"Hemm, tidak boleh begitu, Ci Sian. Pesan Locianpwe ini tentu mengandung maksud amat penting. Siapa tahu boneka ini yang disebutnya benda keramat benar-benar mengandung pelajaran yang mujijat dan kalau sampai terjatuh ke tangan orang jahat, bukankah dunia ini akan menjadi semakin kacau?"
"Akan tetapi aku tahu benar bahwa engkau bukanlah orang jahat, Paman! Mungkin aku masih layak disebut orang jahat, akan tetapi engkau sama sekali bukan orang jahat! Engkau seorang pendekar yang budiman. Kalau memang boneka ini mengandung pelajaran tinggi, bukankah akan berguna sekali kalau dipelajari olehmu? Memang orang ini mempermainkan dan memperolok orang saja! Pantas dia tersiksa, sampai sudah mati pun tidak dapat sempurna."
"Hushh, sudahlah Ci Sian. Engkau tidak tahu. Seorang Locianpwe melakukan hal-hal yang aneh bukan tidak mengandung maksud yang tersembunyi. Siapa tahu ilmu yang terkandung dalam boneka itu mempunyai pengaruh dan daya yang aneh sehingga siapa pun yang mempelajarinya akan berobah menjadi tersesat dan jahat. Biarkan aku membakarnya."
"Sesukamulah!"
Kata Ci Sian agak marah.
"Kau bakarlah boneka tak berguna itu. Aku sendiri lebih senang membakar sesuatu yang lebih berguna bagi perutku yang lapar ini."

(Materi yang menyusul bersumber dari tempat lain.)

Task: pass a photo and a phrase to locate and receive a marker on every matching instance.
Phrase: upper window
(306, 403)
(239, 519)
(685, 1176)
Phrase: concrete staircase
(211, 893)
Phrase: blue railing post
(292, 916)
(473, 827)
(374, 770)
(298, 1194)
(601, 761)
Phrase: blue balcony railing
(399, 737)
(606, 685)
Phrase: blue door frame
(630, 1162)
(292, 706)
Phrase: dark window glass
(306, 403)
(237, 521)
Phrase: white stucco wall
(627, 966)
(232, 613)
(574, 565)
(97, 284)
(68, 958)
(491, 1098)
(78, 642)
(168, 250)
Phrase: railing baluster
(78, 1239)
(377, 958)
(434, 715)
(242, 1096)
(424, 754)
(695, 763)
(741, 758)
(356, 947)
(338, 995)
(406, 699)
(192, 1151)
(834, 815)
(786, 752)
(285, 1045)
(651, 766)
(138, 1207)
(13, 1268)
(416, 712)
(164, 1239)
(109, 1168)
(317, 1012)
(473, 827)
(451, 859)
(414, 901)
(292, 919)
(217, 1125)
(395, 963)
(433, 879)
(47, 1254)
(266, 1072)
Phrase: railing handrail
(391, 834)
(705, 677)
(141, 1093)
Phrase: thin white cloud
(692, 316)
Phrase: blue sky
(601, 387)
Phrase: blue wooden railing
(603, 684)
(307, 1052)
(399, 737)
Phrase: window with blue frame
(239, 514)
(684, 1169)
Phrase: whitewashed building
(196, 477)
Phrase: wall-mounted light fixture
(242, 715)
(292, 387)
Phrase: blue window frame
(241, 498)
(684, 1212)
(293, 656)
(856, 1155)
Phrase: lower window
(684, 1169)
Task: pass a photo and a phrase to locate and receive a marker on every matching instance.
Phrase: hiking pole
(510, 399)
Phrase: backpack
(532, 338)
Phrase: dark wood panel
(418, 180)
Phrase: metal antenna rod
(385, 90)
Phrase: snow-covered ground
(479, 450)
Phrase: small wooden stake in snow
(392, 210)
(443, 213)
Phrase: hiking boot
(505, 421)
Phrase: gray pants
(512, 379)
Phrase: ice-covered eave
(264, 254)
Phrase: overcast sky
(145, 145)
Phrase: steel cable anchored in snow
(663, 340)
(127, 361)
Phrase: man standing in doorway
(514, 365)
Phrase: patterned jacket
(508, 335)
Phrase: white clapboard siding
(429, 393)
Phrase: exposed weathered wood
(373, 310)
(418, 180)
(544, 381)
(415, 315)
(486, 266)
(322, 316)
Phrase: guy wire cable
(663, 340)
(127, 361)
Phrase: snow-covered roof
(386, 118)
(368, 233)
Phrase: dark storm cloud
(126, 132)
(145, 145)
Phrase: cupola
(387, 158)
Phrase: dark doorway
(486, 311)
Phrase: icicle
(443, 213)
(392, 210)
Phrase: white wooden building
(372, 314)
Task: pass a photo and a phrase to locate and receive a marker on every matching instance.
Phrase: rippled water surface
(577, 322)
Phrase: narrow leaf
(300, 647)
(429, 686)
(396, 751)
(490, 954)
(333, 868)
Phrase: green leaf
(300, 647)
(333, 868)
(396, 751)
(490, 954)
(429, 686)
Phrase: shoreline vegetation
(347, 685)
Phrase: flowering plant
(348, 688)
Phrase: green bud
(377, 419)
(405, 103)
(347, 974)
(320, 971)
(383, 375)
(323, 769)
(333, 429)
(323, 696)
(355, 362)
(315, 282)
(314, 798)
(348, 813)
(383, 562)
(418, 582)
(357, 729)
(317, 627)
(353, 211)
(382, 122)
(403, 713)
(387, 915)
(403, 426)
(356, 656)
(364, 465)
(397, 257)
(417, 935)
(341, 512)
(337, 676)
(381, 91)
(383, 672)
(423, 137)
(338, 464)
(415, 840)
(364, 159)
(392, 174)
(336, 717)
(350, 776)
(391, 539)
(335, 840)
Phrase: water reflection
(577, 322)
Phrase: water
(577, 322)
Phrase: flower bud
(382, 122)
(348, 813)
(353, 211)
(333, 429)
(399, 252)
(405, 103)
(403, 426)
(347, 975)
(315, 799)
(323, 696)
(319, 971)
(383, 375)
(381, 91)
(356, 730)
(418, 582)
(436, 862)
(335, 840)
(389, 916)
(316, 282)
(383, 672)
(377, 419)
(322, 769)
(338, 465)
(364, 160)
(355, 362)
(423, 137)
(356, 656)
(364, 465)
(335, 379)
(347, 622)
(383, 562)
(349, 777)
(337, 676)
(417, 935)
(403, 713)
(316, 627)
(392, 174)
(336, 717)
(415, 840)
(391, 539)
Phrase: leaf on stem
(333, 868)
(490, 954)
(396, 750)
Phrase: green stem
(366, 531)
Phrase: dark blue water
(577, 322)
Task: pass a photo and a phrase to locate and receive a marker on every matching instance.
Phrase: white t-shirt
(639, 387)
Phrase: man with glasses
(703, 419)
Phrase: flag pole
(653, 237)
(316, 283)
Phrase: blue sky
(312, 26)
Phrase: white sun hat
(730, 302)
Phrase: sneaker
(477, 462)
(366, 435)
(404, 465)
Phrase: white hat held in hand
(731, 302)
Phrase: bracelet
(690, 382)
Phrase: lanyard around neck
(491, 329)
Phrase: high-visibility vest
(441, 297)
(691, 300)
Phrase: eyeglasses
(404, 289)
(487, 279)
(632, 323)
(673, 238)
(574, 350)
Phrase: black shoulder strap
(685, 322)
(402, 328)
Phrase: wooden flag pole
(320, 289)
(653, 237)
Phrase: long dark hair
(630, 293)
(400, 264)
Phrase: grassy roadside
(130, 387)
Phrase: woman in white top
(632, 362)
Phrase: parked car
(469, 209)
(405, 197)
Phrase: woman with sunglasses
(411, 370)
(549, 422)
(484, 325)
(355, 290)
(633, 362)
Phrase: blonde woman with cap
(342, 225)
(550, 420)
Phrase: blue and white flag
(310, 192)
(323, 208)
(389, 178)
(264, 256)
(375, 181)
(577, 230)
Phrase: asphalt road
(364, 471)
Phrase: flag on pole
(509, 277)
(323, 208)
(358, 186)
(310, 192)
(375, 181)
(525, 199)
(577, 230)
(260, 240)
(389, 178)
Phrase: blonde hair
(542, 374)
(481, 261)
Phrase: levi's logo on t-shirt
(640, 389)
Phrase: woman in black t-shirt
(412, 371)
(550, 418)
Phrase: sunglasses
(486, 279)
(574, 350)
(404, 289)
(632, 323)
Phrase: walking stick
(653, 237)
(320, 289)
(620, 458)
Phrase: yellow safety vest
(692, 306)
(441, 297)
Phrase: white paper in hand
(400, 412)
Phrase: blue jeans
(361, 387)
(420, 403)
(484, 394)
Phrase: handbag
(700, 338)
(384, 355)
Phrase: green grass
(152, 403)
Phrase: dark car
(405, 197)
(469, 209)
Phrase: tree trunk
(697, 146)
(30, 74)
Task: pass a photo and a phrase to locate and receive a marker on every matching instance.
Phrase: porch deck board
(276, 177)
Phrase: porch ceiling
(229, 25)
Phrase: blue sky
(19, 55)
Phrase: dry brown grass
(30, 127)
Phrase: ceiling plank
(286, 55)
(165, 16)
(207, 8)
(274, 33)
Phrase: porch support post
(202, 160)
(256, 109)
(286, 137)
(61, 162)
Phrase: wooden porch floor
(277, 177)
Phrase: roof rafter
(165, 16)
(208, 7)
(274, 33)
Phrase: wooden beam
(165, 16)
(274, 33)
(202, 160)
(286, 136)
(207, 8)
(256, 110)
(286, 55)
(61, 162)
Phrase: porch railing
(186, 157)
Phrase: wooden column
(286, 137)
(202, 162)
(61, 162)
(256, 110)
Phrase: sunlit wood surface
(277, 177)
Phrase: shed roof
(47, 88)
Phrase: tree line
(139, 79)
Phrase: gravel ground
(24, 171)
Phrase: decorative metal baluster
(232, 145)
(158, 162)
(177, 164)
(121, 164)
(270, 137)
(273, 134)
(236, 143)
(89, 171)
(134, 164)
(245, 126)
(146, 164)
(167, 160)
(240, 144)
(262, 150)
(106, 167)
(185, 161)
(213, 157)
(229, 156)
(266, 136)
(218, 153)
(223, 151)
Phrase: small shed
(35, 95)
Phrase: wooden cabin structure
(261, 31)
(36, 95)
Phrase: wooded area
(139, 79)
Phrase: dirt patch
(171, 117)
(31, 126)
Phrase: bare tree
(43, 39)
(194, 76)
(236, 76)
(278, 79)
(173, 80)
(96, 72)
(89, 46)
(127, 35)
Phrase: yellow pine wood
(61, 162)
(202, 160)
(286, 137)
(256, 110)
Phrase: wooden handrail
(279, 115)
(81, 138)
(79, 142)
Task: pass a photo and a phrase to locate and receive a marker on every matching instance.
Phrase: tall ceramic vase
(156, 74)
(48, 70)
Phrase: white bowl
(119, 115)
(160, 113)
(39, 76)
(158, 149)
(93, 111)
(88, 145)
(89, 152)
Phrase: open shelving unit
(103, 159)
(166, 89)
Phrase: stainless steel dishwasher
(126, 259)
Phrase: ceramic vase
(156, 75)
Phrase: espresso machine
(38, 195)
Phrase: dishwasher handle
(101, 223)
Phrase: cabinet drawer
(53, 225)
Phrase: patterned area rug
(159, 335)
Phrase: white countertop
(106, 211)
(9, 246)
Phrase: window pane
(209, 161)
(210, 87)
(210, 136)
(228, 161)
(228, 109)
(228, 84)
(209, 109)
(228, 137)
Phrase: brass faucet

Setelah berkata demikian, gadis cilik ini meninggalkan Kam Hong karena dia melihat banyak sekali burung-burung yang berbulu putih dengan kepala hitam beterbangan dan ada yang hinggap di tepi jurang dari tempat yang kini seolah-olah menjadi semacam pulau kecil itu. Pulau yang dikelilingi jurang curam, bukan dikelilingi laut. Matahari telah condong ke barat ketika Kam Hong akhirnya berhasil membuat api. Tidak mudah membuat api di tempat dingin itu. Akan tetapi pendekar ini memang menyimpan batu api, bahan bakar dan dengan mengumpulkan kayu-kayu ranting yang terbawa longsor dan membersihkannya, akhirnya dengan susah payah dapat juga dia membuat api dan membakar boneka itu. Selagi dia membakar boneka itu, Ci Sian datang membawa dua ekor burung yang gemuk. Burung itu bentuknya seperti bebek, besarnya mirip ayam dan setelah dibubuti semua bulunya, tiada bedanya dengan bebek.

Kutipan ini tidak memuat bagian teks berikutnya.